The Aussies each have an array of Ironman medals hanging on their walls back home (Mike has nine; Pete, 10), and both have been taking on marathons and other ultra-athlete events for 19 years. Mike, 41, is built heavier than his teammates and claims to be the slowest runner. He's thrilled to have escaped his corporate sales job outside Sydney for a week, but he carries a letter from his three young daughters and stands in line each evening for his turn at a generator-powered laptop, where he can read e-mails from his family Down Under.

Pete, 34, is the single guy and the tallest of the three, with long arms, a lean build, a strong jaw and a signature squint. He's impulsive but watchful, and when he chimes in, it's usually with the punch line. In his 9-to-5 life, he's a systems engineer for a racetrack-betting organization in Sydney.
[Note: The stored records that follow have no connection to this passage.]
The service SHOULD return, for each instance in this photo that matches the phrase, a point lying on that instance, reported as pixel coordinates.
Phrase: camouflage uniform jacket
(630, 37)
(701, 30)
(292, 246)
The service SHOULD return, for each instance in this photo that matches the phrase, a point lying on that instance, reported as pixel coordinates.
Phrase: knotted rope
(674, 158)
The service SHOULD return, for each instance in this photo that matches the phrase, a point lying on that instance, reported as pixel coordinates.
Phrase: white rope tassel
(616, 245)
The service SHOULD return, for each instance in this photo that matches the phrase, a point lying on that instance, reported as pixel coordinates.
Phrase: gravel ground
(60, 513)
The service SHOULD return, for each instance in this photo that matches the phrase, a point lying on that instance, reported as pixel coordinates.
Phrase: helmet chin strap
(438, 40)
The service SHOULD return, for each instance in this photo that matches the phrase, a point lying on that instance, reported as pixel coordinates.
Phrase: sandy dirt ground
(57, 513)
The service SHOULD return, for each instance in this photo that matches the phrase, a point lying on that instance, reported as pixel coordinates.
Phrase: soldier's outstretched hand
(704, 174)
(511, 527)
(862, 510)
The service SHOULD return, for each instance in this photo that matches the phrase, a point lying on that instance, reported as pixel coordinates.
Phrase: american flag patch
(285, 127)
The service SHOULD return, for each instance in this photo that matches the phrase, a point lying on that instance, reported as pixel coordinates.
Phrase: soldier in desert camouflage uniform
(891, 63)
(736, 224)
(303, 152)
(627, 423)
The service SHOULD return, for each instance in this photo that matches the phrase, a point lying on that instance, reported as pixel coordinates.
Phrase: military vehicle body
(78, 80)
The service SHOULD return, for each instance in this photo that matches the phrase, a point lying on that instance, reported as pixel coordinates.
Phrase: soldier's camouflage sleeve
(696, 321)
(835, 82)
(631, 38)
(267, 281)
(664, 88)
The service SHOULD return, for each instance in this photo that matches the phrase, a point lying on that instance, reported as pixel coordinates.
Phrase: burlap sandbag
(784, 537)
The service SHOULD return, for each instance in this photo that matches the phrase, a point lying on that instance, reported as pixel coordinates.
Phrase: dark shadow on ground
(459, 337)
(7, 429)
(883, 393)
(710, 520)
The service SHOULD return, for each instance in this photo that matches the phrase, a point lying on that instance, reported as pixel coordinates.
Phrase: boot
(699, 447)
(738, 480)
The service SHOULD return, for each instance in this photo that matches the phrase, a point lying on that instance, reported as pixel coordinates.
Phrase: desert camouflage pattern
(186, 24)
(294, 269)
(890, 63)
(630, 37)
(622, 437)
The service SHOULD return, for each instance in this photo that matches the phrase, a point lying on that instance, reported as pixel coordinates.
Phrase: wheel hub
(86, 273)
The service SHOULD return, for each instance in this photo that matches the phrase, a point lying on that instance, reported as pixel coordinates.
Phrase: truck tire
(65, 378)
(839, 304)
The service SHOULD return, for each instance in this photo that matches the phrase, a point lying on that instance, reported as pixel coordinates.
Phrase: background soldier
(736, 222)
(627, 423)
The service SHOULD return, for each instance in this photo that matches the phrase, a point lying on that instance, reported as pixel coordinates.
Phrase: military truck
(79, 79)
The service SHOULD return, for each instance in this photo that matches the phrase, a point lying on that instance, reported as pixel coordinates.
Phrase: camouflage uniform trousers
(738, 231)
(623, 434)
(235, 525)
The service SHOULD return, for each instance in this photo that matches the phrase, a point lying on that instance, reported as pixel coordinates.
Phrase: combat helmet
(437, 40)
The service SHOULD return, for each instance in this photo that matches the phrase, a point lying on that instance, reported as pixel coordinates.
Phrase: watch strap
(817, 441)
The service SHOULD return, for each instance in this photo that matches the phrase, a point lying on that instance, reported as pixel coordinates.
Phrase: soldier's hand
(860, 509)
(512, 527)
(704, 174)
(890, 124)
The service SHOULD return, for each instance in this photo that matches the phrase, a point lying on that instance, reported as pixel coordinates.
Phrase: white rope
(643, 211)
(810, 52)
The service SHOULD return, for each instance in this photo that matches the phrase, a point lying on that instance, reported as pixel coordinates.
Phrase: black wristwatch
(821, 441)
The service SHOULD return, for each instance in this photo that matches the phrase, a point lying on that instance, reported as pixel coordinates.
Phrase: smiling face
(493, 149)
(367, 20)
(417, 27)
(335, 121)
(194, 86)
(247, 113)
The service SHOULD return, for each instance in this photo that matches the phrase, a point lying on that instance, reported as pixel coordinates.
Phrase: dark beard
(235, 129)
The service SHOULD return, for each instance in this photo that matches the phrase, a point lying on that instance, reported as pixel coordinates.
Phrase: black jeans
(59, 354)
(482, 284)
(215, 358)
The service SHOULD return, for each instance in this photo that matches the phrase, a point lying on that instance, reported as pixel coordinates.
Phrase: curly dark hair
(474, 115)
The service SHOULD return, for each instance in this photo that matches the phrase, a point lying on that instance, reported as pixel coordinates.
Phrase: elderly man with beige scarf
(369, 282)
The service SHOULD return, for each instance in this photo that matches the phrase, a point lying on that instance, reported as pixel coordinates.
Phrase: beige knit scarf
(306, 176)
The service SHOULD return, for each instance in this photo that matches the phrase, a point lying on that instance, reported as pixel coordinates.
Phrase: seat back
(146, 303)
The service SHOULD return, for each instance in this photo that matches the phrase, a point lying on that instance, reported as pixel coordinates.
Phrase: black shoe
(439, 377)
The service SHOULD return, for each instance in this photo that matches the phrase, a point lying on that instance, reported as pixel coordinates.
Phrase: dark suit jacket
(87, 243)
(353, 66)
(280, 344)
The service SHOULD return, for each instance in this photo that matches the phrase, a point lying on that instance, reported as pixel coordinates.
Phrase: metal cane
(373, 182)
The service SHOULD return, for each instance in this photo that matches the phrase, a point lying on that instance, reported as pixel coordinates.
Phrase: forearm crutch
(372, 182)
RacingThePlanet is a for-profit company that organizes these types of races in deserts around the world. Ultra-racer Mary Gadams founded the organization in 2002, signing up 42 competitors, and participation has grown to 500 registrants for this year. Gadams attributes part of its success to its relative accessibility: Anyone can enter by paying the course fee and passing a medical checkup on arrival. But don't equate accessible with easy, as evidenced by a 10 to 15 percent average dropout rate, which doesn't include the 15 percent who end up walking most of the course because of exhaustion or injury.

Competitors qualify for Antarctica, the most prestigious of the 4 Deserts races, by completing two of the other three: the Gobi in China, the Atacama in Chile and the Sahara in Egypt. They need only finish; there's no cutoff time. For each leg of the race, teams are assigned their slowest member's time, and teammates may never be more than 50 yards apart. If members don't finish as a team, they don't qualify as a team. The test will be whether these three can endure one another's foibles and triumph in the desert over their one competitor, the only other team in the race: a trio of Chilean runners, two of whom boast intimidating reputations.

The odds are against Frank and his teammates. "To finish one of these races as a team and still be friends is incredible," Gadams says. "Very few can do that. It's just too much an individual mentality. And very few teams ever come back together a second time."

THE MEN, WHO'VE DUBBED THEMSELVES TEAM TRIFECTA, put Frank's meticulous plan into action as they pack in their hotel room in the dusty town of San Pedro de Atacama the day before the race. Every ounce they can leave behind is one less to haul more than 160 miles on their backs. They spend the next three hours agonizing over long or short sleeves, dehydrated meal flavors and the most critical decision: wet wipes or toilet paper? To keep weight down, a fellow competitor has sawed the handle off his toothbrush.

"The only non-mandatory thing I'm bringing is a sleeping pad," Mike brags. Later, he'll sheepishly admit to one extra pair of socks. When pressed on his luxuries, Pete holds up a package of strawberry gummy snakes, "for when things really get rough out there."

Then Mike glances over at Frank's piles and lets out a loud guffaw. "Shampoo, Frank?" he asks incredulously. He points to a one-ounce bottle of yellow gel that is decidedly not on the mandatory equipment list and is quite uncharacteristic of their no-nonsense leader. Frank has pulled out a calculator and is furiously trying to measure the number of scoops of electrolyte powder to dump into a Ziploc bag so he'll have enough for exactly 161.5 miles and no more. He looks up and shrugs. "I like to keep clean, boys," he says with a smirk.